The Trilateral Initiative between the IAEA, the Russian Federation and the United States must be implemented, and consideration should be given to the possible inclusion of other nuclear-weapon States.

Arrangements should be made by all nuclear-weapon States to place, as soon as practicable, fissile material no longer required for military purposes under IAEA or other relevant international verification.

International treaties in the field of nuclear disarmament and non-proliferation must be observed, and all obligations flowing from those treaties must be duly fulfilled.

All States should refrain from any action that could lead to a new nuclear arms race or that could impact negatively on nuclear disarmament and non-proliferation.

V The Strengthened Review Process

The Preparatory Committee should deal with the procedural issues necessary to take its work forward but also with matters of substance as was decided in the 1995 and 2000 outcomes, and to ensure that the issues of substance deliberated upon are recorded in the factual summary of the Preparatory Committee.

The Preparatory Committee should substantively focus on nuclear disarmament so as to ensure that there is a proper accounting in their reports by States of their progress in achieving nuclear disarmament.

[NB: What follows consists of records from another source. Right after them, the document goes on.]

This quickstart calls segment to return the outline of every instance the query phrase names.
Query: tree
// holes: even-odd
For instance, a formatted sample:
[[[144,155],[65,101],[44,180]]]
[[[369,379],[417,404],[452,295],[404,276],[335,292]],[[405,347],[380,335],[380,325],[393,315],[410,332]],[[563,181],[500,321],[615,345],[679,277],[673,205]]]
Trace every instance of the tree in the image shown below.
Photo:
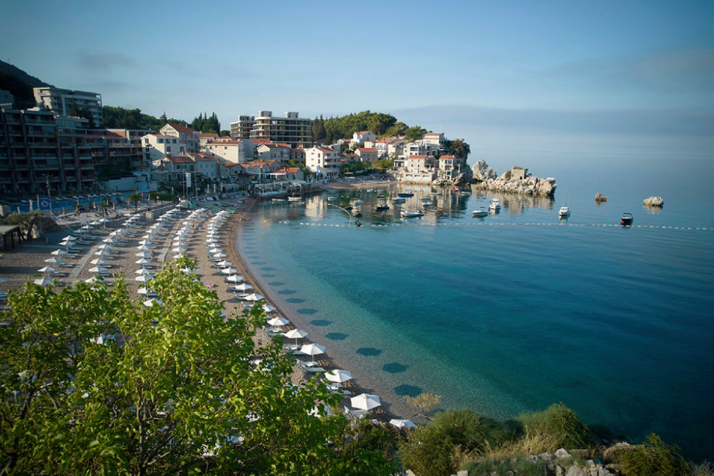
[[[215,292],[181,271],[193,265],[158,272],[150,307],[121,279],[11,294],[0,472],[393,474],[346,440],[343,415],[311,413],[339,397],[316,379],[290,385],[279,339],[254,343],[262,309],[224,318]]]
[[[129,203],[134,204],[134,212],[139,209],[139,204],[141,202],[141,195],[139,194],[131,194],[129,195]]]
[[[7,224],[20,225],[20,233],[24,239],[27,239],[32,234],[32,229],[42,219],[44,214],[39,211],[11,213],[5,219]]]

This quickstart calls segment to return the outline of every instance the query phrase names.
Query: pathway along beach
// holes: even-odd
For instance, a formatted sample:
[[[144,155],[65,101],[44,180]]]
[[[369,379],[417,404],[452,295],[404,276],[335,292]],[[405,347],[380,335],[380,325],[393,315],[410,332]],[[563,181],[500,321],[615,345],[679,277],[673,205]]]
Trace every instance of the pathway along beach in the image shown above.
[[[226,201],[226,203],[232,202]],[[298,314],[284,312],[283,309],[287,309],[287,307],[284,305],[285,303],[281,295],[266,292],[266,289],[270,289],[271,287],[267,285],[267,282],[263,281],[259,274],[251,272],[243,257],[241,256],[238,252],[237,247],[241,239],[242,224],[246,223],[246,220],[250,220],[249,216],[246,217],[246,215],[250,213],[256,203],[256,201],[254,199],[245,199],[239,209],[228,214],[227,219],[221,226],[219,244],[224,252],[228,254],[226,259],[231,262],[233,267],[238,269],[237,274],[243,274],[245,281],[253,286],[256,292],[264,296],[269,304],[276,307],[276,311],[271,313],[271,317],[281,315],[291,322],[290,324],[283,327],[285,330],[293,327],[306,330],[309,334],[300,343],[312,342],[326,347],[325,353],[315,357],[315,360],[321,367],[328,370],[343,369],[351,372],[353,379],[345,382],[343,385],[346,390],[351,392],[352,396],[366,392],[380,397],[382,406],[373,410],[370,414],[371,417],[382,421],[388,421],[389,419],[393,417],[412,418],[413,409],[406,405],[403,398],[397,395],[393,389],[386,385],[369,372],[353,365],[353,360],[351,359],[352,356],[341,352],[338,345],[325,337],[323,329],[311,325],[308,319]],[[163,212],[171,207],[162,207]],[[155,212],[158,216],[162,211],[156,210]],[[211,215],[213,216],[214,214],[211,214]],[[60,271],[63,272],[62,274],[56,277],[55,279],[60,282],[62,285],[67,285],[74,284],[78,280],[84,280],[94,276],[94,273],[91,272],[89,269],[95,266],[91,263],[91,261],[98,257],[94,254],[98,249],[97,247],[102,244],[102,239],[108,236],[109,233],[122,227],[121,224],[125,218],[126,217],[120,219],[112,220],[107,224],[106,235],[95,237],[95,241],[91,245],[84,246],[76,255],[65,258],[68,266],[59,267]],[[213,264],[208,260],[208,252],[205,241],[206,227],[209,219],[210,217],[201,224],[197,232],[191,238],[186,252],[191,259],[196,262],[196,267],[194,271],[200,277],[201,282],[213,289],[218,298],[225,302],[228,314],[230,315],[233,312],[241,312],[243,305],[233,294],[227,292],[225,276],[221,274],[216,268],[213,267]],[[144,228],[148,229],[151,222],[151,220],[147,222]],[[157,245],[154,259],[156,268],[161,267],[166,261],[173,259],[174,253],[170,251],[172,246],[171,240],[178,226],[178,224],[174,225],[163,239],[163,241]],[[136,276],[134,272],[139,267],[135,262],[137,259],[135,254],[137,251],[136,246],[141,240],[139,236],[136,235],[129,238],[126,240],[124,246],[115,248],[115,253],[111,260],[111,267],[108,271],[111,274],[123,274],[133,297],[143,300],[143,298],[141,298],[138,294],[139,288],[143,284],[140,284],[134,279]],[[21,287],[24,282],[33,279],[33,274],[38,272],[37,269],[47,264],[45,259],[51,257],[51,252],[59,247],[61,247],[57,244],[46,243],[44,240],[34,239],[30,242],[24,242],[21,245],[14,249],[4,252],[2,254],[2,259],[0,260],[0,276],[7,277],[9,280],[0,283],[0,289],[17,289]],[[280,263],[271,263],[271,264],[279,269]],[[54,289],[59,292],[61,290],[61,287],[55,287]],[[269,318],[270,317],[268,317]],[[258,332],[259,335],[261,334],[267,338],[267,334],[263,331],[258,330]],[[283,339],[281,337],[278,338]],[[290,343],[294,343],[292,339],[286,340],[289,341]],[[296,366],[296,374],[301,373],[299,367]],[[349,406],[349,398],[346,397],[343,400],[342,407]]]

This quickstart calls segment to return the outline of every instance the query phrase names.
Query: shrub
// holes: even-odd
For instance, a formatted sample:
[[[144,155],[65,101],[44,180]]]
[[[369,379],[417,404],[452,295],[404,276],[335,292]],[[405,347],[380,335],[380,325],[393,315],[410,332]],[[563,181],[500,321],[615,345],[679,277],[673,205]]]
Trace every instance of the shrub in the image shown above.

Accountability will be assessed in the consideration of these reports that the States parties agreed to submit. The Preparatory Committee should consider regular reports to be submitted by all States parties on the implementation of article VI and paragraph 4(c) of the 1995 Decision.

The strengthened review process envisioned in the 2000 NPT Final Document concerning the implementation of the Treaty and Decisions 1 & 2 as well as the Resolution on the Middle East adopted in 1995 should be fully implemented.

These reports should be submitted to each session of the Preparatory Committee. The reports on article VI should cover issues and principles addressed by the thirteen steps and include specific and complete information on each of these steps (inter alia, the number and specifications of warheads and delivery systems in service and number and specifications of reductions, dealerting measures, existing holdings of fissile materials as well as reduction and control of such materials, achievements in the areas of irreversibility, transparency and verifiability). These reports should address current policies and intentions, as well as developments in these areas.